Seller financing means the property owner becomes the bank. Instead of the buyer borrowing from a lender, the seller takes a promissory note for some or all of the purchase price. The buyer makes monthly payments directly to the seller for an agreed term, usually 10 to 30 years, with an interest rate negotiated between the parties. At closing, ownership transfers to the buyer, but a deed of trust or mortgage is recorded against the property to secure the seller's loan. If the buyer stops paying, the seller can foreclose the same way a bank would.

The structure works because both sides win. The buyer gets a deal closed without bank approval, often with low or no down payment, sometimes at a below market rate, and almost always with faster timelines and lower closing costs. The seller gets to spread the tax bill on the gain over multiple years through installment sale treatment, collect interest income on the note, and avoid the cost and hassle of a conventional sale. For sellers who own free and clear and are not in a hurry, the math often beats taking a lump sum and reinvesting it in the market.

The sellers most likely to say yes to financing share a common profile. They own the property free and clear, meaning no existing mortgage in the way. They are usually older, often retired, often selling because they are tired of being a landlord. They want monthly income more than they want a lump sum. National estimates from the National Real Estate Investors Association suggest 28 to 34 percent of single family rental properties in the US are owned free and clear, which means there are millions of potential seller financing candidates. The trick is finding them and asking the right way.

How to ask matters more than the technical details. The wrong way is to call a seller out of the blue and demand seller financing as a lowball negotiating tactic. The right way is to make a specific written offer that addresses what the seller actually wants. A typical offer might be 10 percent down, 6.5 percent interest, 30 year amortization with a 7 year balloon, monthly payments. Frame it as a way for them to keep collecting income on the property without having to manage tenants. Many sellers have never thought of structuring it this way, and the question opens a door.

The most common terms negotiated. Down payment is typically 5 to 20 percent, with 10 percent being a common middle ground. Interest rates run 5.5 to 7.5 percent in the current rate environment, almost always below what a bank would charge an investor. Amortization is usually 20 to 30 years to keep payments affordable. Balloon payments are often 5 to 10 years out, giving the buyer time to refinance into a conventional loan once the property has seasoned and the buyer's tax returns reflect the income. Prepayment penalties are uncommon but negotiable.

There are real risks to manage. The seller's existing mortgage, if any, almost always has a due on sale clause that can be triggered by the transfer of ownership. This is the biggest legal risk and is why most clean seller financing deals involve free and clear properties. A real estate attorney is non negotiable on these deals. Title insurance protects the buyer against undisclosed liens. The promissory note and deed of trust need to be drawn up correctly with proper recording, which costs $400 to $1,200 in most states. In Tennessee, deed transfer tax is 0.37 percent, recording fees run around $25, and a competent real estate attorney charges $400 to $800 for the document package.

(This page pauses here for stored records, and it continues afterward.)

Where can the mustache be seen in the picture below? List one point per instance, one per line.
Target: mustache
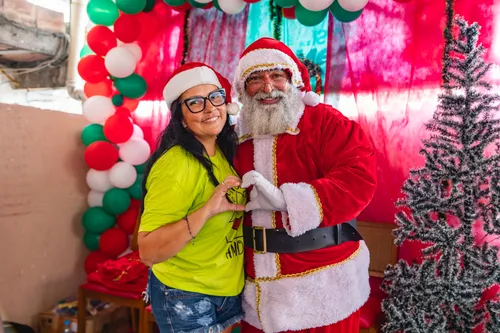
(273, 94)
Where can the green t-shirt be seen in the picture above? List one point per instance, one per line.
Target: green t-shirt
(178, 185)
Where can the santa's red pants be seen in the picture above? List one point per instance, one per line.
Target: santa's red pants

A simple example. A seller in Madison, Tennessee owns a duplex free and clear, listed at $310,000, with both units rented at $1,150 each. The investor offers $300,000 with 10 percent down, 6.25 percent interest, 30 year amortization, 7 year balloon. The seller carries a $270,000 note. Monthly principal and interest is $1,663. With taxes and insurance the buyer is at roughly $2,150 a month. Rent is $2,300. The deal cash flows from day one with $30,000 in. Try getting that math from a bank in this rate environment.

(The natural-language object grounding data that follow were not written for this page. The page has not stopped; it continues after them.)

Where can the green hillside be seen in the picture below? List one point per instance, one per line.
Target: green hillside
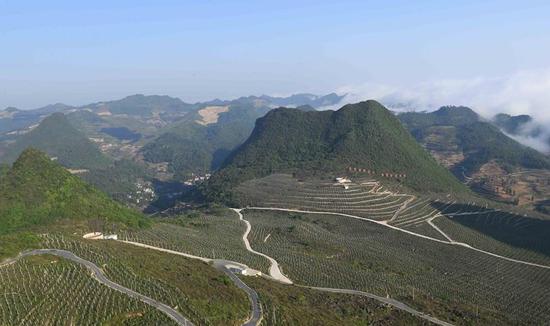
(191, 147)
(364, 135)
(460, 129)
(58, 138)
(37, 191)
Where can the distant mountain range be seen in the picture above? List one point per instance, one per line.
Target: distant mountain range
(142, 138)
(464, 142)
(59, 139)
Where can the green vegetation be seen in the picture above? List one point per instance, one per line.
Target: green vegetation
(292, 305)
(364, 135)
(194, 288)
(13, 243)
(504, 233)
(47, 290)
(190, 147)
(215, 233)
(59, 139)
(144, 105)
(284, 191)
(117, 180)
(450, 282)
(513, 124)
(37, 191)
(461, 130)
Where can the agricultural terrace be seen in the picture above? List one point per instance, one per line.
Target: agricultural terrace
(366, 199)
(197, 291)
(450, 282)
(215, 234)
(294, 305)
(48, 290)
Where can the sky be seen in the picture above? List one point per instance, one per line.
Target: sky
(493, 55)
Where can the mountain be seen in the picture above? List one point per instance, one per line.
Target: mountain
(514, 125)
(58, 138)
(37, 191)
(297, 100)
(461, 140)
(141, 105)
(364, 135)
(199, 143)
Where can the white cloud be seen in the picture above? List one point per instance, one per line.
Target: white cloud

The investors who use seller financing well share two traits. They have direct conversations with property owners rather than going through agents whenever possible, because seller financing is hard to negotiate through a third party. And they are willing to walk away. The deal that closes is the deal where both parties are clearly better off. If a seller will not move on terms that work for both sides, you move on. There are more free and clear properties out there than most investors believe. The skill is asking enough sellers, in the right way, until somebody says yes.